O editor de saúde da BBC, James Gallagher, lembra que o mesmo debate rodeia o teste de PSA para câncer de próstata, já que a presença da enzima PSA (usada como marcador do câncer) nos homens pode aumentar mesmo sem a doença.
“Há ainda a questão no diagnóstico em excesso. Quantas pessoas realmente precisam de tratamento ao serem diagnosticadas? Há uma controvérsia sobre as mamografias, por exemplo: para cada vida salva, três mulheres se submetem a tratamentos invasivos por um câncer que não seria fatal”, diz Gallagher.
“Examinar o corpo em busca de doenças carrega em si muitos perigos. Se não for feito com cuidado, pode transformar todos nós em hipocondríacos.”
Alto risco
O projeto das nanopartículas é o mais recente dos chamados “tiros para a lua” da unidade de pesquisa Google X.
Outros trabalhos incluem a tentativa de criar carros sem motorista e o Projeto Loon, que pretende levar o acesso à internet para áreas remotas criando uma rede de balões atmosféricos.
Tais ideias tem potencial de lucro, mas há também um alto risco de fracasso.

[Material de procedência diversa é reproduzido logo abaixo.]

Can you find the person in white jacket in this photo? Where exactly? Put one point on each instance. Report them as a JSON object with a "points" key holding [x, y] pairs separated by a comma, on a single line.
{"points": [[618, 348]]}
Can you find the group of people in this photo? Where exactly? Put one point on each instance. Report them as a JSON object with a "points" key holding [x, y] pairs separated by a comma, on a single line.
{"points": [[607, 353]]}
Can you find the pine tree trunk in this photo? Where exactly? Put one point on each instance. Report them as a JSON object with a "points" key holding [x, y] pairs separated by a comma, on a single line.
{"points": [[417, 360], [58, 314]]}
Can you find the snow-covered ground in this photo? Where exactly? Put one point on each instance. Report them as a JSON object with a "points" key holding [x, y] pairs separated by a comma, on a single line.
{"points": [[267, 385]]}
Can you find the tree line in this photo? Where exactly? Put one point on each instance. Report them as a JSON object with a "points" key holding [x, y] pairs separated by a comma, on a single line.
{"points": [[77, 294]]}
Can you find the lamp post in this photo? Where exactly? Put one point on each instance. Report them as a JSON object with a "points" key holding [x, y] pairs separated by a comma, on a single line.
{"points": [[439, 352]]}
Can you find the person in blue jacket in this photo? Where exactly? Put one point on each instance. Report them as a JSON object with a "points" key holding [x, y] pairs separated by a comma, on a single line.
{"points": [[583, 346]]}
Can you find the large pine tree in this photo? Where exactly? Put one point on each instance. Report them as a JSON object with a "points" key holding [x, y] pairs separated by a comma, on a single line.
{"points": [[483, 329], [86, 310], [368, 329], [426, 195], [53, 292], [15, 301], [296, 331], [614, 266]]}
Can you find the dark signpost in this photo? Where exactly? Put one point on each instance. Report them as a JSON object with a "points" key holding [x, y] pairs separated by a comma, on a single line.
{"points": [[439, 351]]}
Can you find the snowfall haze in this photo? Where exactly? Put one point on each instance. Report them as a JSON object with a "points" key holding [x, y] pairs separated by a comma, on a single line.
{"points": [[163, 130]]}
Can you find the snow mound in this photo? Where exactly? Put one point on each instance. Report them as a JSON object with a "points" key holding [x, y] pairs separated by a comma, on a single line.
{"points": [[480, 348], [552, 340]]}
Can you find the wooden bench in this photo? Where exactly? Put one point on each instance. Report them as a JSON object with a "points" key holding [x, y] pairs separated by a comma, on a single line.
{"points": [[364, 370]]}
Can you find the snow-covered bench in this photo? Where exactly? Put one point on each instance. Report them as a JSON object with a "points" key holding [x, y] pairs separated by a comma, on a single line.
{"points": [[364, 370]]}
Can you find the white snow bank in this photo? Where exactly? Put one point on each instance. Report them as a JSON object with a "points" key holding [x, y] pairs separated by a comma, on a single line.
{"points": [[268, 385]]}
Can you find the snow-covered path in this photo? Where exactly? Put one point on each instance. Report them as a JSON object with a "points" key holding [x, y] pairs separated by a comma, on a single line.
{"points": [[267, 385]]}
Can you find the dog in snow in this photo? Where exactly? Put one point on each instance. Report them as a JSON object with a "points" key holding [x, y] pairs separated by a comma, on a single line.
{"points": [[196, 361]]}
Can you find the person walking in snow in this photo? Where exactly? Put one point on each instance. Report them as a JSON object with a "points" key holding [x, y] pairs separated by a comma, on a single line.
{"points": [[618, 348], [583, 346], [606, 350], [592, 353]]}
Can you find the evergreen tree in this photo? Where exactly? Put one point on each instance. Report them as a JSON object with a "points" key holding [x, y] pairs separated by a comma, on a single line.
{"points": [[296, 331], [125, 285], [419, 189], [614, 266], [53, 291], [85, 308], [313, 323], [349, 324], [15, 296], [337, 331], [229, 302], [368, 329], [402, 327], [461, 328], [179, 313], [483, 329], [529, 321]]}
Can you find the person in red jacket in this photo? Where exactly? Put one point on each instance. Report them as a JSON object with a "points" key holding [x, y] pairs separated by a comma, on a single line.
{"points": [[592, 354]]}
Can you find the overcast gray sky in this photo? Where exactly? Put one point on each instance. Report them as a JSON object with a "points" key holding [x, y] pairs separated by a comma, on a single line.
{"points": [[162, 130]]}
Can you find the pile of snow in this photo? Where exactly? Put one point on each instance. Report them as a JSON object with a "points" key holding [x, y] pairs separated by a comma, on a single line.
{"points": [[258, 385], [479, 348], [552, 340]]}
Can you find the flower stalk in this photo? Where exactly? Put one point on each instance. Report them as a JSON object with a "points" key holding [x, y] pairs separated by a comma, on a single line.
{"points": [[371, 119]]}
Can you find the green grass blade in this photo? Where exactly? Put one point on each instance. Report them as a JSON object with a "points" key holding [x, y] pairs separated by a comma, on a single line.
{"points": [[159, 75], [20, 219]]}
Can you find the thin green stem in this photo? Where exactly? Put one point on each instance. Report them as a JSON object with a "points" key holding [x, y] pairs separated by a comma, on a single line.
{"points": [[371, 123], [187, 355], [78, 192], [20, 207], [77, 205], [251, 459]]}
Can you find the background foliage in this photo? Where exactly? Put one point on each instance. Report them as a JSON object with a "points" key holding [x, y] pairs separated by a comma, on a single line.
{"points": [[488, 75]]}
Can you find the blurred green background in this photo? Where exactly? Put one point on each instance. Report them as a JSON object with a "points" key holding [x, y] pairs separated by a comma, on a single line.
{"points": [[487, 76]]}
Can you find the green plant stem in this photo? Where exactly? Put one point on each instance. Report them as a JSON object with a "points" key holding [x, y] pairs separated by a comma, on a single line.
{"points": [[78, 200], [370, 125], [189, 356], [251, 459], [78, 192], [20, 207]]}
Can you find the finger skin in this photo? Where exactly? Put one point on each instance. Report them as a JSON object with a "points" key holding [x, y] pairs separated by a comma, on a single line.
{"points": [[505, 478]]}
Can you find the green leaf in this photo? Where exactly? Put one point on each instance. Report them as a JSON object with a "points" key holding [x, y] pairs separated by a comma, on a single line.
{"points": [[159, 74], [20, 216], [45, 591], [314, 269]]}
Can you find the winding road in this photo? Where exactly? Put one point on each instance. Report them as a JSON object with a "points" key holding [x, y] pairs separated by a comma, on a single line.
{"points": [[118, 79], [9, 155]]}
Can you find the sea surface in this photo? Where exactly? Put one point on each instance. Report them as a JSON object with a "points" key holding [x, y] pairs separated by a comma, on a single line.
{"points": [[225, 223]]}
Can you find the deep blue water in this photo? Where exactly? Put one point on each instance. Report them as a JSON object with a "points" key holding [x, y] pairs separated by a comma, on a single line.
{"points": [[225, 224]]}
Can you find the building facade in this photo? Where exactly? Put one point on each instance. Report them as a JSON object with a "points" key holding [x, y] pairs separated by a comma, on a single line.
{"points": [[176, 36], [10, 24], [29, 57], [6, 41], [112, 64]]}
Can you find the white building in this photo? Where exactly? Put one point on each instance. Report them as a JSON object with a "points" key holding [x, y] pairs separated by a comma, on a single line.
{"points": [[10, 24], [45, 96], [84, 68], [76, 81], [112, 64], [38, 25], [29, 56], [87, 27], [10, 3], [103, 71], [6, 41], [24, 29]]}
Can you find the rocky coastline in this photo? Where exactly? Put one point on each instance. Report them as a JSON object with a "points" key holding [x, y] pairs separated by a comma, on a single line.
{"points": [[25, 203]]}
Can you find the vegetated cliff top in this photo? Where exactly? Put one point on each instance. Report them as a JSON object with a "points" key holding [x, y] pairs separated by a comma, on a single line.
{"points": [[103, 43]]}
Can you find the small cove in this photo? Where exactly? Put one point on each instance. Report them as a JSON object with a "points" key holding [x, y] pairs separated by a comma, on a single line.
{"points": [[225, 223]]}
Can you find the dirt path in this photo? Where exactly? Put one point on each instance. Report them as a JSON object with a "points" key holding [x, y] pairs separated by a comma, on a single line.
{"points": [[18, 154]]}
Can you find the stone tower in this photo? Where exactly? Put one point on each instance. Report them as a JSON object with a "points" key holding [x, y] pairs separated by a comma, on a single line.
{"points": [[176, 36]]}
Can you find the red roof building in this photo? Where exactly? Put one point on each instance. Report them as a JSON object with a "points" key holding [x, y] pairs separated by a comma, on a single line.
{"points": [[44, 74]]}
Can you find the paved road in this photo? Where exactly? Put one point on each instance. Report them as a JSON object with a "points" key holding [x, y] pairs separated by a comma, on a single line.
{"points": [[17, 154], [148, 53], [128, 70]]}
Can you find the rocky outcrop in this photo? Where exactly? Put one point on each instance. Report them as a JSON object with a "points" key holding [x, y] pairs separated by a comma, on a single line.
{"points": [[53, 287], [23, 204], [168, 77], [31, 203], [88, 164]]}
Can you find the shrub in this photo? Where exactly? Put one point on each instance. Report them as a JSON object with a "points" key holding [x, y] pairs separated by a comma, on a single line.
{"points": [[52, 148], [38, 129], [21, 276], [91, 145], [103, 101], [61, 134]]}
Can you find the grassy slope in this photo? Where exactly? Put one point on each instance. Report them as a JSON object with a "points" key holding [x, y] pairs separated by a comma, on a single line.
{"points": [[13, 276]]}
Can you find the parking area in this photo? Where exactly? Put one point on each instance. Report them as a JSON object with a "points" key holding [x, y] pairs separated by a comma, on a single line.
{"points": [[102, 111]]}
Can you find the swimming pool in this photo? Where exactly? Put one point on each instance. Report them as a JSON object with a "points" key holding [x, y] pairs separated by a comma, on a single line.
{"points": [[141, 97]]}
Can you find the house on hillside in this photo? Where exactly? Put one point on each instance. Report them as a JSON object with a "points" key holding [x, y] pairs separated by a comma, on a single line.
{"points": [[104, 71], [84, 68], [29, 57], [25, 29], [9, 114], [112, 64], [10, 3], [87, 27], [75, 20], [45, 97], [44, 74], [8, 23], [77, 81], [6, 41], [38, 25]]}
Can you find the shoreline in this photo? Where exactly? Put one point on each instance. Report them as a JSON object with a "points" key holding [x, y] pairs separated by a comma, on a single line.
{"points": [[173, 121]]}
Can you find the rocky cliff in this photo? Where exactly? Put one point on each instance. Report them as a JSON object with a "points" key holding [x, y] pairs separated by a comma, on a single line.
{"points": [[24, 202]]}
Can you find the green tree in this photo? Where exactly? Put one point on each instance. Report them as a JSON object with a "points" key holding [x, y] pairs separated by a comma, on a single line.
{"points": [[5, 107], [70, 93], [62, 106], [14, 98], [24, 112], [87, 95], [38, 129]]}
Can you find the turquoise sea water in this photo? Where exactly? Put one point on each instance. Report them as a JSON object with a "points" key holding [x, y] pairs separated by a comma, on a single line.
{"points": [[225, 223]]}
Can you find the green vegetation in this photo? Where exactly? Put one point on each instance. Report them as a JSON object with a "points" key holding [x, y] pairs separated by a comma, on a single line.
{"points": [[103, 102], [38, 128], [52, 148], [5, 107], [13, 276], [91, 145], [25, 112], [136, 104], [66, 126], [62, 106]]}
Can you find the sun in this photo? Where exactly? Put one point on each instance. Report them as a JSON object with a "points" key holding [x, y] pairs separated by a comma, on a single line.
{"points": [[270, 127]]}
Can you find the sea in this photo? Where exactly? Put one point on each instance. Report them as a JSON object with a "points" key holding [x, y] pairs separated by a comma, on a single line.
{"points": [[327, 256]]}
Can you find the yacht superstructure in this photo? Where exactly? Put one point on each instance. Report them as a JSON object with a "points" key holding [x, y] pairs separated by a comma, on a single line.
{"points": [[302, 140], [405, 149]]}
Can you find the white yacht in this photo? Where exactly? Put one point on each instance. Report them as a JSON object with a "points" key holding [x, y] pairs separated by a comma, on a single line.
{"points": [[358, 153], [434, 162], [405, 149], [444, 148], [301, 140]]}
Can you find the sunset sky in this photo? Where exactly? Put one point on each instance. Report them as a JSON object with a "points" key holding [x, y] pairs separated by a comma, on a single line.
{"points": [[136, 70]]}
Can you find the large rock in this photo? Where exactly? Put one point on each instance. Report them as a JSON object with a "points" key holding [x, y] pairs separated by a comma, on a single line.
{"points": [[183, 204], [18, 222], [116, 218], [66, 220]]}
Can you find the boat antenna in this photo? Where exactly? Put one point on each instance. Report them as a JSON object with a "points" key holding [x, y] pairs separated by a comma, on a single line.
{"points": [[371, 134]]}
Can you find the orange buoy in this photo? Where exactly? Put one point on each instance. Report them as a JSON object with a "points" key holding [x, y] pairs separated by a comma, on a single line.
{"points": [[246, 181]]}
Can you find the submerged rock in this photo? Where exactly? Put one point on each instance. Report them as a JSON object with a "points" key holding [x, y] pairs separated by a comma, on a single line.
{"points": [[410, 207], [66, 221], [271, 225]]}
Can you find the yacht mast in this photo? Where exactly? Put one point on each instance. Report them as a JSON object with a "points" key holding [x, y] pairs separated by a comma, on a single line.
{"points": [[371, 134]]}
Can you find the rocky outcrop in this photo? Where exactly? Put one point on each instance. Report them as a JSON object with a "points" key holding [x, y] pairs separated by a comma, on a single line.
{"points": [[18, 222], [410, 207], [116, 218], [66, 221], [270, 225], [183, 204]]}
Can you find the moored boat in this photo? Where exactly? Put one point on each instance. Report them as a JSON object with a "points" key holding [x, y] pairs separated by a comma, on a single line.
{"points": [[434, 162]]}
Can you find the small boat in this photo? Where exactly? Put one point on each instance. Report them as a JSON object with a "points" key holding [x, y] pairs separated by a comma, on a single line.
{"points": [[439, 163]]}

E o Google X admite que muitos de seus projetos foram abandonados antes de se tornarem públicos.
De acordo com o editor de tecnologia da BBC, Leo Kelion, o projeto sinaliza o esforço da empresa no campo de tecnologia de saúde, mesmo que nunca saia do papel.
“A empresa nega que queria criar um serviço de diagnóstico, mas as patentes que está registrando podem se provar lucrativas”, diz Kelion.
“E pode estar relacionado a isso o fato que de que o co-fundador da empresa e diretor do Google X, Sergey Brin, descobriu recentemente que uma mutação genética aumenta suas chances de desenvolver o Mal de Parkinson.”
Kelion lembra, no entanto, que o Google Flu Trends – um projeto que pretendia prever a propagação do vírus da gripe com base em buscas na Internet – foi considerado um fracasso por muitos depois que pesquisadores afirmaram que, na maior parte do período de teste, ele superestimou o número de casos.
No ano passado, agências reguladoras de saúde dos Estados Unidos também proibiram a empresa 23andMe, comprada pelo Google, de vender seus kits de testes genéticos.
Por outro lado, as “lentes de contato inteligentes” do Google para diabéticos parecem promissoras. Em julho, a empresa farmacêutica suíça Novartis firmou uma parceria para licenciar a tecnologia.